Simon Penny
Professor
Theories of Embodied Cognition, History of Culture and Technology, Critique of Digital Cultures, Interactive Media Arts, Embodied Making Skills
Diploma in Fine Art (B.F.A. equiv), South Australian School of Art; Graduate Diploma (M.F.A. equiv), Sydney College of the Arts
Simon Penny is an Australian interdisciplinary artist and theorist in the fields of digital cultural practices, mechatronics, interactive art and embodied cognition. His career spans artistic practice, technical research, theoretical writing, pedagogy and institution building. Trained in sculpture with a focus on installation and kinetic sculpture, Penny moved into custom sensor-driven interactive installation and robotic sculpture in the 1980s. In the mid-1980s he occupied the Australian studio at PS1 Long Island. In the 1990s he was professor of art and robotics (with tenure) at Carnegie Mellon University, a joint appointment between the College of Fine Arts and the Robotics Institute. He joined UC Irvine in 2000 to establish an interdisciplinary graduate program, Arts Computation Engineering (ACE). He was founding faculty of the UC Irvine Digital Arts minor and directed the CTSA Mechatronics Lab. At UC Irvine he holds faculty positions in music, informatics and art. He currently teaches A Cultural History of the Anthropocene, Art and Sustainability and How to Be Clever With Stuff.
Over 30 years, he has created interactive and robotic installations that address critical issues at the intersection of culture and technology. His work draws from artistic traditions including sculpture, video art, installation and performance, as well as from theoretical research in embodied cognition, ethology, neurology, phenomenology, human-computer interaction, ubiquitous computing, robotics, critical theory and cultural and media studies. Informed by these sources, he designs and builds artworks that use custom sensor and effector technologies. Penny’s projects include the autonomous robotic artwork Petit Mal (early 1990s); the machine-vision-based interactive digital video work Fugitive, exhibited at the opening of ZKM in Karlsruhe, Germany, in 1997; Traces, a 3D machine-vision-driven immersive interactive work presented at Ars Electronica in 1999; and Fugitive Two, commissioned by the Australian Centre for the Moving Image in Melbourne in 2000 and premiered there in 2004. Penny later shifted focus to explore Pacific Indigenous traditions of seafaring, boatbuilding and navigation, which gave rise to the long-running Orthogonal Project. His recent art projects include a dynamic AI self-portrait, Professor Simsimon — Portrait of the Artist as a Professor. (See simonpenny.net for details of artworks and publications.)
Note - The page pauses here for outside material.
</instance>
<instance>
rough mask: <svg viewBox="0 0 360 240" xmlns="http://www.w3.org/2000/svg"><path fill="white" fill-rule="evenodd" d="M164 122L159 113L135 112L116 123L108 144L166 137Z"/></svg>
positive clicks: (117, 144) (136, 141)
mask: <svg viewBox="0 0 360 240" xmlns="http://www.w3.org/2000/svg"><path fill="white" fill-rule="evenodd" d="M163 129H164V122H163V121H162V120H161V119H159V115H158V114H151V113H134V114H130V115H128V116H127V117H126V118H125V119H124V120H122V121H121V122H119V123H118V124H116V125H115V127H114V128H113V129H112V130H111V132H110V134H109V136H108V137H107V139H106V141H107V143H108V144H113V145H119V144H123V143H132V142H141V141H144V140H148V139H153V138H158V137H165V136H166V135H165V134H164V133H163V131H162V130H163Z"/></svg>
Publications: His major monograph Making Sense: Cognition, Computing, Art and Embodiment was published by MIT Press in 2017 and in Chinese by Huazhong Academic Press in 2025. His second major monograph is Skill: Making, Cognition, Neuroscience (Routledge, 2026). He edited one of the first anthologies on digital media arts, Critical Issues in Electronic Media (SUNY Press, 1995). Penny has published more than 100 academic papers and lectured widely internationally on digital cultural practices. His work has been translated into French, German, Spanish, Japanese, Korean, Finnish and Polish.
Conferences, curatorial: He curated Machine Culture, widely regarded as the first international survey of interactive art (SIGGRAPH ’93), and edited the accompanying catalog and anthology. He directed the 2009 Digital Arts and Culture Conference (DAC09), A Body of Knowledge (2016, with NSF funding) and An Ocean of Knowledge (2017).
Residencies and awards: He held an extended residency at Zentrum für Kunst und Medientechnologie in Karlsruhe, Germany, in the mid-1990s. He came to UC Irvine after a period as European professor of interactive environments in the European Ph.D. in digital cultures from 2000 to 2001, a joint position between the Merz Academy Stuttgart and Portsmouth College of Art, U.K. Over the same period he was guest professor in media theory at CSIM (Cognitive Systems and Interactive Media), Pompeu Fabra University, Barcelona. In 2010 he held a residency at Northwestern University jointly supported by the Segal Institute for Human-Centered Design and the Alice Kaplan Institute for the Humanities. In 2014 he was the first Labex Professor, a residency co-sponsored by Université Paris 8 and ENSAD (École Nationale Supérieure des Arts Décoratifs). He has received funding and residencies from the Daniel Langlois Foundation for Science and Art (Canada), ZKM, GMD, WDR (Germany) and other organizations.
Juries: Penny has served on juries, boards and review committees for organizations including the National Research Council of the National Academies, the Rockefeller Foundation, the Daniel Langlois Foundation for Science and Art, the VIDA Art and Artificial Life Award of the Telefónica Foundation, the international board of ISEA (International Symposium on Electronic Art), and the Banff New Media Institute.